Born in 1859 in Vienna, Bertha Pappenheim was acutely aware of the advantages given to boys. She wished that she could receive the same education that her younger brother received. Instead, she spent her late teenage years at home doing needlepoint and waiting to be married. The waiting was cut short when she suffered a strange illness with symptoms such as paralysis of the extremities, disturbances of vision, hearing, and speech, and hallucinations. She was treated by Josef Breuer and Sigmund Freud, who gave her “talk therapy” for what they termed to be hysteria.*
Pappenheim recovered, slowly, and by 1929, she was able to move with her widowed mother to Frankfurt am Main. In her new surroundings, Pappenheim was able to free herself from the constraints of the expectations of upper-middle class women. Pappenheim’s career began through acceptable social work channels–volunteering in a soup kitchen and working in an orphanage. Soon Pappenheim organized Women’s Welfare, a group that set up daycare centers, employment services and services to help the Jews in Eastern Europe. In 1904, she founded the League of Jewish Women (JFB). The goals of the JFB were definitely feminist–women’s rights and community involvement–but with a distinctive Jewish element. Pappenheim’s famous women’s shelter was kosher and even had a Passover kitchen.

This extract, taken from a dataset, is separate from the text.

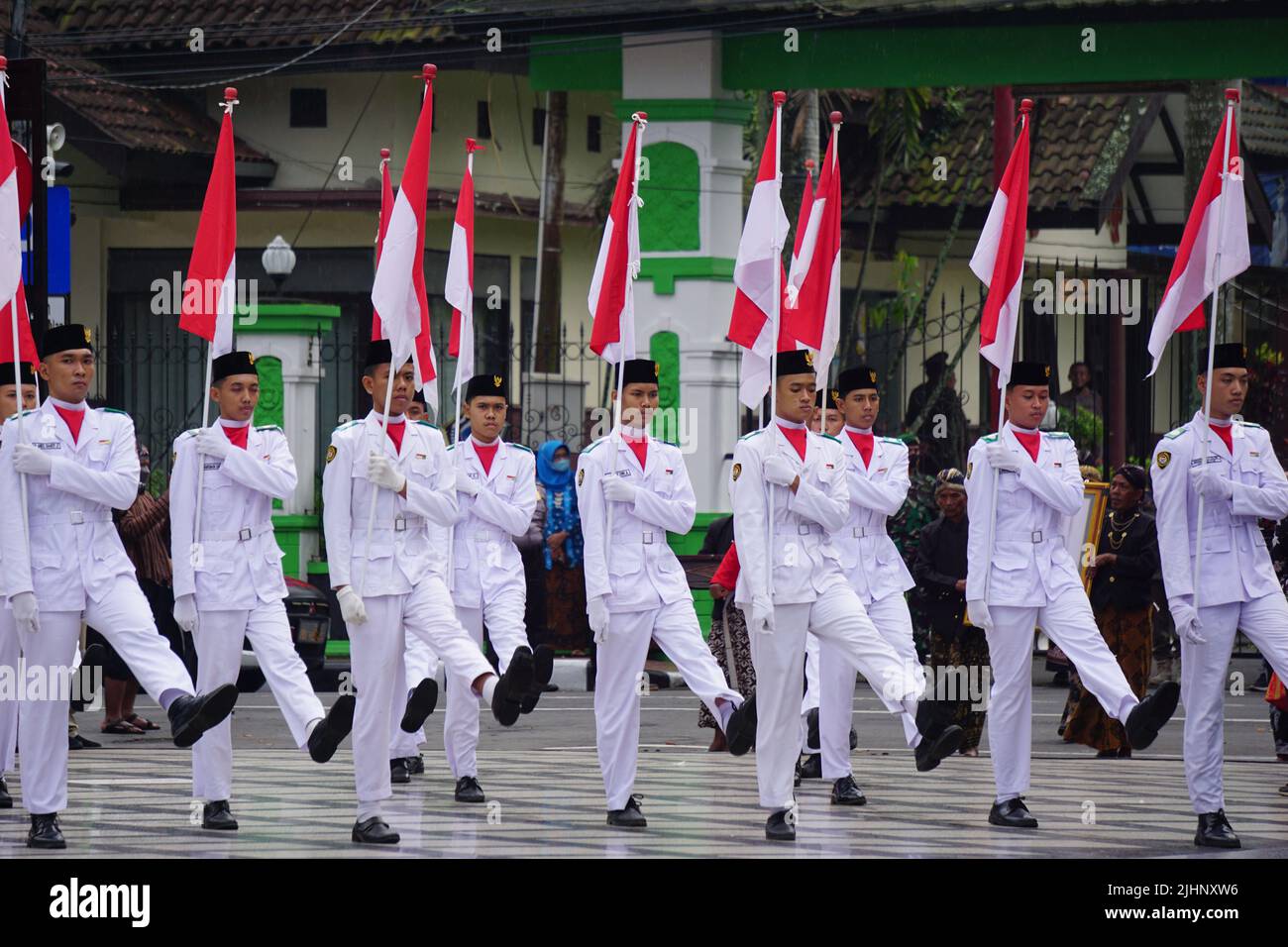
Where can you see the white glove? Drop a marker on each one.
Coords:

In addition to her JFB work, Pappenheim worked diligently to fight against human trafficking and was outspoken about the problem of prostitution in the Jewish world. In what spare time she had, Pappenheim was also a writer, a poet and a translator of texts she deemed important for Jewish women.
Although Pappenheim was initially opposed to Zionism and against the Youth Aliyah movement, she began to see the importance of the Holy Land after the legislation of the Nuremberg Laws (1935). On May 28, 1936, Pappenheim succumbed to cancer, never seeing the horrors that were to come.
*Pappenheim’s illness was chronicled under the pseudonym Anna O. and published by Josepf Breuer in Studies on Hysteria.